Says Sean Gunn, "My brother always had a great imagination for building worlds and a storyteller's eye. Everything in his life and career led him to direct Guardians. He's perfectly suited to that story and those characters. That's one of the reasons I was less nervous that the movie would be a success."

"For me, the important thing is the conversation with the culture," James Gunn says. "It doesn't need to be permanent. Everything we do is sand castles. So what can I create in the here-and-now that's interesting, that will affect people's lives in a positive way? Hopefully, people walk out of Guardians of the Galaxy loving someone a little more; I want to make the world a better place for an hour or two."
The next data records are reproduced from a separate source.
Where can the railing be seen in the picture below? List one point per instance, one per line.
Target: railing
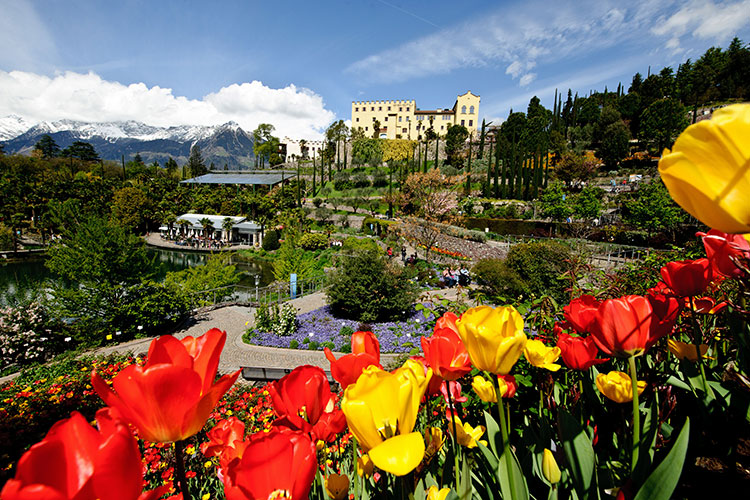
(245, 295)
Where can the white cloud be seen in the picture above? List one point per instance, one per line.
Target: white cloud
(294, 111)
(527, 79)
(706, 20)
(518, 35)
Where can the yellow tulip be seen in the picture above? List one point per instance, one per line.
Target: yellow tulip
(364, 466)
(485, 390)
(337, 486)
(493, 337)
(686, 351)
(708, 170)
(434, 494)
(466, 434)
(549, 467)
(434, 440)
(381, 410)
(618, 386)
(542, 356)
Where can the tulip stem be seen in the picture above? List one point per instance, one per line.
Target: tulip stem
(455, 432)
(636, 414)
(179, 450)
(504, 433)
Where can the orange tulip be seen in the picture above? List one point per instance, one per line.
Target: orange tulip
(76, 461)
(171, 396)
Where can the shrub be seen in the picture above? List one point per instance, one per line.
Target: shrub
(379, 179)
(498, 281)
(366, 287)
(313, 241)
(341, 181)
(540, 266)
(360, 180)
(271, 240)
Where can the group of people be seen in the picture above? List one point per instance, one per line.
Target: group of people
(453, 277)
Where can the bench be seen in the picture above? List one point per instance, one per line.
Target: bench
(258, 374)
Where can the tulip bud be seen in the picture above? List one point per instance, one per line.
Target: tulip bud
(549, 467)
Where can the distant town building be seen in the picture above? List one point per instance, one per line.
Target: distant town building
(294, 148)
(404, 120)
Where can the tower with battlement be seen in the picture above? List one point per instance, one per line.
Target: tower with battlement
(401, 119)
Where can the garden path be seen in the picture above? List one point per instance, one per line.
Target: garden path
(235, 320)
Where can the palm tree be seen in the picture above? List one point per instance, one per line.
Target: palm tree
(227, 225)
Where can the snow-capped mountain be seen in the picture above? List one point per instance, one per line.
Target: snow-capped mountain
(226, 144)
(12, 126)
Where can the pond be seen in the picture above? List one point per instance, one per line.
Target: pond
(20, 280)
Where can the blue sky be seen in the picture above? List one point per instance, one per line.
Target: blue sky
(299, 64)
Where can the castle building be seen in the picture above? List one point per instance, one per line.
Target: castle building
(403, 120)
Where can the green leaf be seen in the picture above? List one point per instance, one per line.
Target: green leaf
(493, 434)
(512, 481)
(663, 480)
(579, 453)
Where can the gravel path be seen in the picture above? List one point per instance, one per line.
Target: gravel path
(235, 320)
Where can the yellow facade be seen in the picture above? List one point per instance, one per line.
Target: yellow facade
(403, 120)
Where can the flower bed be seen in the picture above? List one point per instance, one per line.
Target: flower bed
(319, 328)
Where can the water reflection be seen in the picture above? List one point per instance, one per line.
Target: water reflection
(20, 281)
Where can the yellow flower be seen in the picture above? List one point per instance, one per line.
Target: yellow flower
(617, 386)
(708, 170)
(337, 486)
(493, 337)
(549, 467)
(542, 356)
(484, 389)
(467, 435)
(434, 494)
(434, 440)
(381, 410)
(686, 351)
(364, 466)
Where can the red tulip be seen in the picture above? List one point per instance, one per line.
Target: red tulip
(171, 396)
(627, 326)
(276, 464)
(721, 248)
(225, 440)
(581, 312)
(446, 354)
(366, 342)
(510, 383)
(301, 398)
(447, 320)
(433, 386)
(328, 426)
(77, 461)
(365, 352)
(666, 309)
(578, 353)
(687, 278)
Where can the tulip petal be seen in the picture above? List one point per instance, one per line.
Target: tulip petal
(399, 455)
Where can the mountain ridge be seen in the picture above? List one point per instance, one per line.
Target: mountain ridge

But making a better world comes with a price. Pratt, open and funny in conversation, with manners that would make a mother proud, has had to ratchet down his natural accessibility, because his visibility as a mass-market movie star makes it almost impossible to go out in public otherwise.

"It's tough sometimes, the amount of management you need to do on things you used to do spontaneously," Pratt says. "I miss that but, in a healthy way, I'm able to unpack it. What I really miss is sitting down and talking to strangers who don't know me, so we can discover each other. I'd say the majority of the people I meet have an idea about me before they meet me. There's something nice to being able to surprise somebody."

Gunn puts in, "I miss being able to go out to dinner with you. Do you that dinner in Atlanta [where they shot Vol. 2] where a woman came and sat down at our table? Neither of us knew her and we were having a conversation, but she just started having a conversation with you."

Pratt nods, noting, "Obviously, it's not as bad as having to worry about paying the bills. I've always been a pretty deferential, go-with-the-flow guy. But now I have to be economical with my time. If I go out and want to do normal things, I have to be comfortable disappointing people. So I just don't take pictures with people. Because that's not about enjoying the moment; it's about stealing the moment to brag about later. So I say, ‘Would you settle for a handshake?' And then they take the picture anyway."

Gunn is convinced that the new Guardians will be a turning point for Pratt: "He's very vulnerable in this film. The more vulnerable and real that Chris Pratt is in the film, the better it will be."

Pratt sees himself at a cusp. Having reached a commercial pinnacle, he understands that the next phase of his career offers more and better choices. It's also given him the financial freedom to take time off, instead of worrying about whether the next job might be the last, the actor's perpetual fear. He makes a point of using that freedom to focus on family and to give something back.

"I'm determined to take three or four months off each year so I can be home and just be present," he says. "The money thing gets rid of a lot of anxiety that's a lot of stress for a lot of people. But fans, success, accolades—what's really fulfilling is if I go to a Ronald McDonald House and spend some time there. I can give a kid 15 minutes when he's not thinking about the fact that he's terminally ill, or take a sibling aside and spend a few minutes with them and give them a bit of a distraction from what's going on in their family. Those are hard things to deal with. I walk out after that and I feel great. To me, that's what feels good about the fame and success. The rest of it feels just north of exciting."

Contributing editor Marshall Fine is critic-in-residence at The Picture House Regional Film Center in Pelham, N.Y.